Offenbar gelang es Migrantinnen häufig, das amtliche Anwerbeverfahren für sich zu nutzen oder aber zu unterlaufen. Die starke soziale Eigendynamik der Migration wurde gerade auch dadurch bewirkt, dass Arbeitsmigration und Familienmigration von Anfang an untrennbar miteinander verwoben waren. Dies zeigt sich noch deutlicher, wenn man die beiden anderen Einreisewege berücksichtigt, die neben dem offiziellen Anwerbeverfahren weiter bestanden. Gerade Frauen nutzten die Möglichkeit, mit einem Sichtvermerk oder mit einem Touristenvisum in die Bundesrepublik zu gelangen. Eigentlich widersprachen diese Einreisemöglichkei­ten dem amtlichen Anspruch, den Arbeitsmarktzugang zu kontrollieren und zu steuern. Bei schwierig anzuwerbenden Arbeitskräften wie Frauen oder Facharbeitern nahm die Arbeitsverwaltung dies allerdings bereitwillig in Kauf - manche Arbeitsämter förderten diese privaten Lücken sogar und riskierten damit den Konflikt mit der Innenverwaltung (Mattes, 2005, 138ff, 149ff).

 

Arbeitsmigration und Geschlechterverhältnisse in der Bundesrepublik: Bilder und Projektio­nen

Die Öffnung des westdeutschen Arbeitsmarkts für ausländische Arbeitskräfte war zugleich eine arbeitsmarktpolitische wie auch eine geschlechterpolitische Option.
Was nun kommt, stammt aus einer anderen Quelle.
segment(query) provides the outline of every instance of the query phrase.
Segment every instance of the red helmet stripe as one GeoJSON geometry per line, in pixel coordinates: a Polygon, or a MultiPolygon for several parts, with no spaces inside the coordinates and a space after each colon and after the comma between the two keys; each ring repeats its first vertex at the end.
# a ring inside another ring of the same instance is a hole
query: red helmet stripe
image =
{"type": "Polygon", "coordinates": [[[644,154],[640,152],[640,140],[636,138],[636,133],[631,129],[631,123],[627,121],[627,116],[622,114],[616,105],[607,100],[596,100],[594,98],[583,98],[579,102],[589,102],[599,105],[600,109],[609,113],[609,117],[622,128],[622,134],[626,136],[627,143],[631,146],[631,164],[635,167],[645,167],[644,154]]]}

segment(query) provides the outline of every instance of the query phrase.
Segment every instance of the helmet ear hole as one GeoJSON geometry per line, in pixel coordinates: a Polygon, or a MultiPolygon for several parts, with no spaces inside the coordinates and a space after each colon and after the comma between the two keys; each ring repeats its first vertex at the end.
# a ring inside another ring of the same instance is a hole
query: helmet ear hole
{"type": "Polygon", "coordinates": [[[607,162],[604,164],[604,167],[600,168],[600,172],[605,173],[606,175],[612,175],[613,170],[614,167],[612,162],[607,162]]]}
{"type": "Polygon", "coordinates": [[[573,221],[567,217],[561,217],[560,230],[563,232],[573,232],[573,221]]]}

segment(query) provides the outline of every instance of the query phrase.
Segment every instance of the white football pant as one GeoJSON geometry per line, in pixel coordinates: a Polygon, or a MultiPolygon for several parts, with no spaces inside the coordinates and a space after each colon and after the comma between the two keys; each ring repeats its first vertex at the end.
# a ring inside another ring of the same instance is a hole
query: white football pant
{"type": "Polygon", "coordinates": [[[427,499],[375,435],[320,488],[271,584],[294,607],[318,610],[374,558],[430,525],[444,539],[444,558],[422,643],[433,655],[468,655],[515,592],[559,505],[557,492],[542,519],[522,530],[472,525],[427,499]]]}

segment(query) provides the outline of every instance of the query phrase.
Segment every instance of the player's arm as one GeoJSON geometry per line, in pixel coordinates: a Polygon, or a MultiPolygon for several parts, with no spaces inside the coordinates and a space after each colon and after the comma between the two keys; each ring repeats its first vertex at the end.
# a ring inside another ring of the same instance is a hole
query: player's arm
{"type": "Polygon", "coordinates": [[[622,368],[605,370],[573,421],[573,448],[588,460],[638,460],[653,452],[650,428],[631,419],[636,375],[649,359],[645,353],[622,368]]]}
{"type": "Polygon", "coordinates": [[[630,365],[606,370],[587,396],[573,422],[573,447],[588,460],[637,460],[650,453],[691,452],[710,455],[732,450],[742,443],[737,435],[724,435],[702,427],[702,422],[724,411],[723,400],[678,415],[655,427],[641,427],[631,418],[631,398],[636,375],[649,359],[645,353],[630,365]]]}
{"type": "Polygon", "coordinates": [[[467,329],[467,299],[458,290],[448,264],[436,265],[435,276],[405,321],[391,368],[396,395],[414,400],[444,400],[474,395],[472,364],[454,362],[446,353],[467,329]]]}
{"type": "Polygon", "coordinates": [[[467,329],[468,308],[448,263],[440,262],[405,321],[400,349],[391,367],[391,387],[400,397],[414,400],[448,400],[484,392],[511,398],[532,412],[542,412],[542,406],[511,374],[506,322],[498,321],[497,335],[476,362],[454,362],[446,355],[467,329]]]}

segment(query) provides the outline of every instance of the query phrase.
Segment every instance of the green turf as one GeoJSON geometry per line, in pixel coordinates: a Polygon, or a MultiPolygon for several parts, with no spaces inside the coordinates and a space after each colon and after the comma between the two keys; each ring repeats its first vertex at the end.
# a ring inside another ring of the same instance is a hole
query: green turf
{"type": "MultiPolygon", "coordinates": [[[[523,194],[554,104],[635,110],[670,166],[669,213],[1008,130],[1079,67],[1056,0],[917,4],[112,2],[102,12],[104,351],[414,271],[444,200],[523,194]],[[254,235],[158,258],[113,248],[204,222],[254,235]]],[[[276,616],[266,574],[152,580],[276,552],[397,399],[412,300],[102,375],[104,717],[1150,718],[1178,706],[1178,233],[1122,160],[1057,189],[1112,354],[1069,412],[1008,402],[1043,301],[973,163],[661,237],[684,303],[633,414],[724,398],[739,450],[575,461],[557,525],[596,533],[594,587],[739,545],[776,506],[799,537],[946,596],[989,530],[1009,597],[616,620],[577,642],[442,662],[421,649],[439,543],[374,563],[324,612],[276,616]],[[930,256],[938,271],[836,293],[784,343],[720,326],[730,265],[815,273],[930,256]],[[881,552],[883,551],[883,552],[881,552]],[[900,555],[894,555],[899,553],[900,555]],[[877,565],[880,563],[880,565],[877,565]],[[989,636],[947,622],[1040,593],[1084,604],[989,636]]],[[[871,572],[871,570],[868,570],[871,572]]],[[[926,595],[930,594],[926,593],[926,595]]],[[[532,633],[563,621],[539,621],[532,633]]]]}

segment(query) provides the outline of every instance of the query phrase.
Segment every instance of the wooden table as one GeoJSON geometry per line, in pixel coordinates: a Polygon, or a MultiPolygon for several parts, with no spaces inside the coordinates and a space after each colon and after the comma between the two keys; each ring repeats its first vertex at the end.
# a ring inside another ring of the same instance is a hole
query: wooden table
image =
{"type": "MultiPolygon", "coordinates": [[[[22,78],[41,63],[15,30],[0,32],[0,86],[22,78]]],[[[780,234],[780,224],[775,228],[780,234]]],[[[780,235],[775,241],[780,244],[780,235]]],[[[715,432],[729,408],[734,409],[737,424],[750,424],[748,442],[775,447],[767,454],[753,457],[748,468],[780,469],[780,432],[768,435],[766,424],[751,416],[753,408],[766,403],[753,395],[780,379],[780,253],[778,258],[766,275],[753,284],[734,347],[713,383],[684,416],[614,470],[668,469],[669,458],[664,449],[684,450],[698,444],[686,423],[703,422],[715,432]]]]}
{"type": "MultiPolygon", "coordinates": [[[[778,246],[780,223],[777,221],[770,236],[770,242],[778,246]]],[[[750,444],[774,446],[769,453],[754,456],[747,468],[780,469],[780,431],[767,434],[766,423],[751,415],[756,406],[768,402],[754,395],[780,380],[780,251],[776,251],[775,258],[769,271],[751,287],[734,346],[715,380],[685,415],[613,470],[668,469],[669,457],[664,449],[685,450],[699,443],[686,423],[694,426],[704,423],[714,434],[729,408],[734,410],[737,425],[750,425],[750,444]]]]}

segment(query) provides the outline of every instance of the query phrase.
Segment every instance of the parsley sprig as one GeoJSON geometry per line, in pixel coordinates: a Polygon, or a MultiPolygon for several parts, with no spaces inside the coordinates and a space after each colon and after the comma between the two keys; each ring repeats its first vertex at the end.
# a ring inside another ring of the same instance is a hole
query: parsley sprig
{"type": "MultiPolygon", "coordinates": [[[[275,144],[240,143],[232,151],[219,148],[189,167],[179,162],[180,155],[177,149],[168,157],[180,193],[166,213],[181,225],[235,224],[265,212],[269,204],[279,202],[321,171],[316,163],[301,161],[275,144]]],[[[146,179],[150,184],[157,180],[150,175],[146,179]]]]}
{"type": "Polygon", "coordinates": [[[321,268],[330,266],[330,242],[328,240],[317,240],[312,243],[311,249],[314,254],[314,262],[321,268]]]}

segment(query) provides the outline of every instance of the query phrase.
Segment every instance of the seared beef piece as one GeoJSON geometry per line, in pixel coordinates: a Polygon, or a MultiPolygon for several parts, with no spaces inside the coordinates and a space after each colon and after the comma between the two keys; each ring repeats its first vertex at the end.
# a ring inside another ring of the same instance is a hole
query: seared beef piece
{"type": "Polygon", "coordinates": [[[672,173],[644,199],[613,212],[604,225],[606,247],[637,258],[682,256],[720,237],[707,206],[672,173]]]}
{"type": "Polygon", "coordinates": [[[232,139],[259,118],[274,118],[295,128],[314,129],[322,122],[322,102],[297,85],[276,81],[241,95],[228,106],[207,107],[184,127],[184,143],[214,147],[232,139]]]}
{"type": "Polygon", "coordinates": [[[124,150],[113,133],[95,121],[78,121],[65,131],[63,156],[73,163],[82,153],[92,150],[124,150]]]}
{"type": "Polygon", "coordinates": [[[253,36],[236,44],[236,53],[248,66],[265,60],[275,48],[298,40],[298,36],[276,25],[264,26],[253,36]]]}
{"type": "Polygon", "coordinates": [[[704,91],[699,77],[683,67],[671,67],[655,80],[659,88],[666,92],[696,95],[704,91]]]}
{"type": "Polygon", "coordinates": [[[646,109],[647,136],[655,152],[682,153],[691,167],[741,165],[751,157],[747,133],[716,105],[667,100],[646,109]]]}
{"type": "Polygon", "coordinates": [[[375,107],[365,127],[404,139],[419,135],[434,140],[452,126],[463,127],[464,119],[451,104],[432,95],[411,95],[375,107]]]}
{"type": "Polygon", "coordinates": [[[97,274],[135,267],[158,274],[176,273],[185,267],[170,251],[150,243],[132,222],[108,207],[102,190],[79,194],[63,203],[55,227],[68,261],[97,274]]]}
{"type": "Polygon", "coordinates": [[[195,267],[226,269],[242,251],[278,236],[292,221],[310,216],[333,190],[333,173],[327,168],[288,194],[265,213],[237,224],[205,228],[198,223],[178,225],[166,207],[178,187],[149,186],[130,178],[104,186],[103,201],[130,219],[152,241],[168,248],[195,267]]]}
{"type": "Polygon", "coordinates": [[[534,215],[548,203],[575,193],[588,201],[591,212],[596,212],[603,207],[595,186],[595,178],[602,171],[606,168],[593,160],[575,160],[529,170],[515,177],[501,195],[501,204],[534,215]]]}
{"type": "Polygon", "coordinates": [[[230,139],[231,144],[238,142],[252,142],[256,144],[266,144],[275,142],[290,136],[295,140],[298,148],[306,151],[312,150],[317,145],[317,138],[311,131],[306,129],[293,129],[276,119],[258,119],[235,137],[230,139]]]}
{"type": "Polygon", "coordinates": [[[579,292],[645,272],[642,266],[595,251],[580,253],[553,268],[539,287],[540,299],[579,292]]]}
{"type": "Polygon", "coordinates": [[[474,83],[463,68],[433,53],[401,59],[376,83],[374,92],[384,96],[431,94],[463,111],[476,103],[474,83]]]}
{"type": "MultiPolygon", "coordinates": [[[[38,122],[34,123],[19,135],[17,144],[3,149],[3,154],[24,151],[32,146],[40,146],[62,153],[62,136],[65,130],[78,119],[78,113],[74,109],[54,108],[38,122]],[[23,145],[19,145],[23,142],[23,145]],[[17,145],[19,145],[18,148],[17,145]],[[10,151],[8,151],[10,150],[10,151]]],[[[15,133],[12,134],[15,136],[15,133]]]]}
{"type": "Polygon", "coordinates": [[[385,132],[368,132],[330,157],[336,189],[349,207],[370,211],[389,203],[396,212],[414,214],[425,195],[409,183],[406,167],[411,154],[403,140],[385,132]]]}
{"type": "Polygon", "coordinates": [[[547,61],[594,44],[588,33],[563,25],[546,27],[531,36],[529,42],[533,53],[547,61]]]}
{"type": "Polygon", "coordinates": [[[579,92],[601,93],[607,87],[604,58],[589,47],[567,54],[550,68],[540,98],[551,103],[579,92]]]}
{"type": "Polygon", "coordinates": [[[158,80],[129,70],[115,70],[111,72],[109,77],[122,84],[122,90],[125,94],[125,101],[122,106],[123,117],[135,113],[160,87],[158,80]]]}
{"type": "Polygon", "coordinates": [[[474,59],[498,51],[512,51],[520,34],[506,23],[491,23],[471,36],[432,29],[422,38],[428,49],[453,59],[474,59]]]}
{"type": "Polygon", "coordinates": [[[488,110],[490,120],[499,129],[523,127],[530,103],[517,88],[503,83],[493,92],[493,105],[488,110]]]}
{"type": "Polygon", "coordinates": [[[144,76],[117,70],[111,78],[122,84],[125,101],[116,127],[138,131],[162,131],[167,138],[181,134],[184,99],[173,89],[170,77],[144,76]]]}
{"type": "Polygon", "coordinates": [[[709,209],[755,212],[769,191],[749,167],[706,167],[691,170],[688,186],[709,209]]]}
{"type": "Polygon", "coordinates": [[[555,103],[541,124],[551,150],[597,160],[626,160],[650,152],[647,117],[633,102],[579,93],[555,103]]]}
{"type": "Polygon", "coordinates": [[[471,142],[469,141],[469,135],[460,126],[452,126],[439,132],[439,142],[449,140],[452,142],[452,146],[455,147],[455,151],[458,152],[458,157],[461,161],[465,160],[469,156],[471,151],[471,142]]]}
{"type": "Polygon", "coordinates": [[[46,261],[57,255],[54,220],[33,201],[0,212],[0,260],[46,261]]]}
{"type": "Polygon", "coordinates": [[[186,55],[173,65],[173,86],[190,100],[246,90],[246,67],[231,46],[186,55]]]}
Der Niedriglohnbe­reich des Arbeitsmarktes, in dem das Gros der Frauenarbeitsplätze konzentriert war, war durch das Fehlen weiblicher Arbeitskräfte in seinem Weiterbestand akut gefährdet. Vor allem in der Nahrungs- und Genussmittel-, der Textil- und zunehmend der Metallindustrie, aber auch im Bereich hauswirtschaftlicher Dienstleistungen war die Situation besonders alarmierend. Nicht nur die herkömmlichen Lohnhierarchien zwischen Frauen und Männern schienen von Auflösung bedroht, auch die gesellschaftlich und kulturell verankerten Norm- und Wunschvorstellungen darüber, wie Arbeiten zwischen den Geschlechtern aufgeteilt werden sollen, standen seit Ende der 1950er Jahre immer deutlicher zur Disposition.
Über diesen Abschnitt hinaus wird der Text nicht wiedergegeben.